Polizist überrollte beinahe unter Polizeibus fixierten Aktivist

Wien, 19. April – Am Mittwoch, den 20. April steht jener Polizist erneut vor Gericht, der 2019 bei einem Klimaprotest vor der Wiener Urania beinahe über den Kopf eines unter dem Polizeibus fixierten Aktivisten fuhr. Der Polizist hat die von der Staatsanwaltschaft angebotene Diversion abgelehnt. Auch gegen die anschließende Verurteilung durch das Bezirksgericht hat er Berufung eingelegt. Aus der Klimabewegung kommt heftige Kritik an die fehlende Aufarbeitung der Polizeigewalt.

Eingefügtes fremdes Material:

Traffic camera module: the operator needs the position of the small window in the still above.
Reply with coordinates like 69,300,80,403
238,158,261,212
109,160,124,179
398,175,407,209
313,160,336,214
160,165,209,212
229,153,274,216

„Ich wurde grundlos unter den Polizeibus gedrückt gezerrt und dort fixiert, als dieser plötzlich losrollte. Ein Videobeweist, dass sich der Fahrer zwei mal aus dem Fenster gebeugt und mich genau gesehen hat, bevor er losfuhr. Trotzdem klagt die Staatsanwaltschaft nur wegen fahrlässiger statt vorsätzlicher Gefährdung an. Damit wird die wahre Tragweite dieser unglaublichen Tat geleugnet,“ sagt der betroffene Aktivist Anselm Schindler.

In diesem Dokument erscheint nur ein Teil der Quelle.